Rigzone: What do you consider the primary benefits of using modular units for EC-GTL?

Aulich: Since it is driven by the chemical energy of oxidation, EC-GTL is anticipated to require minimal energy input and may yield added value in the form of electricity and high-grade heat by-products. The size and self-contained nature of each modular EC-GTL unit will enable transport of units as needed to accommodate evolving gas-processing needs. This transportability would be advantageous in EC-GTL application to associated gas produced at North Dakota and other oil wells, where gas yields typically decline from an initial maximum at the onset of oil production to roughly 30 percent of initial maximum after about 18 months of production.

Rigzone: What impact do you believe EC-GTL could have on the broader methanol market?

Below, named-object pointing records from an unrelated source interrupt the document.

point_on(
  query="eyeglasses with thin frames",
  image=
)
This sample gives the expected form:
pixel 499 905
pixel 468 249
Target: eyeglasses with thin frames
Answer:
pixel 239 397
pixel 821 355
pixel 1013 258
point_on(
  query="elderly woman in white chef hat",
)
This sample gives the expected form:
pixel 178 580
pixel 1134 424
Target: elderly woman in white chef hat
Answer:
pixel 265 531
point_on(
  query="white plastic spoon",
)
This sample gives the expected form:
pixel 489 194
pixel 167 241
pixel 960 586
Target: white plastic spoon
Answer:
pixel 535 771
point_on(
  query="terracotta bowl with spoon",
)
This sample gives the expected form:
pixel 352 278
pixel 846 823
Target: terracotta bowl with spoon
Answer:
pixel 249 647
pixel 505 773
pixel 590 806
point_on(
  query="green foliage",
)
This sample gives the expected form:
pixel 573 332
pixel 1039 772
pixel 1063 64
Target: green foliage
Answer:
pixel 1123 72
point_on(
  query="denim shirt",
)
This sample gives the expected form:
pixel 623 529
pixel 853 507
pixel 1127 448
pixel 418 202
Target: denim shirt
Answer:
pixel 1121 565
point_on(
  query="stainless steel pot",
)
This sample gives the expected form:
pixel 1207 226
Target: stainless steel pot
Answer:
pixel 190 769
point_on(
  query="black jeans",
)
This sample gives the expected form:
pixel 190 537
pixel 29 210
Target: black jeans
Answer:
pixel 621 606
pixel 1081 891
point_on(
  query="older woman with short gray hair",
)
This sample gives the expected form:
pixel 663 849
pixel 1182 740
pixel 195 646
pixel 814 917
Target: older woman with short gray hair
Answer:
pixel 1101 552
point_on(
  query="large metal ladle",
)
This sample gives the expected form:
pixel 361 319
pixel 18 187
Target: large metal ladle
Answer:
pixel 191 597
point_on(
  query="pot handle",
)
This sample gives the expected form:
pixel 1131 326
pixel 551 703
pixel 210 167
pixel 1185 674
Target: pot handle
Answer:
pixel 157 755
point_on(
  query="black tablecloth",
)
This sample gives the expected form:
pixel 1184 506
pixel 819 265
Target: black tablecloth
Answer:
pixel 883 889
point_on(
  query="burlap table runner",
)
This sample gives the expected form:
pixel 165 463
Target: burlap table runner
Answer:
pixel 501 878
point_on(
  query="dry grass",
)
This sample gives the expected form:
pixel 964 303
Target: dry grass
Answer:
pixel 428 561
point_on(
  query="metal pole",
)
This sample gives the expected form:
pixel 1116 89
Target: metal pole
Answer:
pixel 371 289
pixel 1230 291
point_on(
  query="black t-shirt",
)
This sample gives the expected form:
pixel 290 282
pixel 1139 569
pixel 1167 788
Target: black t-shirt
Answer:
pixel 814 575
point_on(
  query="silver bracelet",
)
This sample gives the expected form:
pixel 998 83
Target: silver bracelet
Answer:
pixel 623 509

Aulich: In addition to smaller-scale distributed applications, EC-GTL has the potential for extreme disruption of the methanol market via its application to large-scale methanol production. EC-GTL advantages versus traditional large-scale (25,000 barrels per day) SMR-based methanol plants include higher carbon efficiency, the possibility of an electricity by-product and a high-purity carbon dioxide waste stream that can be recovered at low cost for use in enhanced oil recovery and other applications. Also, while turn-down of an SMR-based methanol plant results in a significant efficiency penalty, the modularity of an EC-GTL plant would enable sub-capacity operation without sacrificing efficiency. In addition to methanol producers, large EC-GTL plant customers would include oil and gas refiners interested in methanol as an intermediate in production of gasoline and/or chemicals, use of methanol in gas processing and/or hydraulic fracturing operations, and use of carbon dioxide in enhanced oil recovery, all of which could have significant relevance to improving the efficiency and competitiveness of North Dakota (and other state) oil and gas production and in-state value-added processing.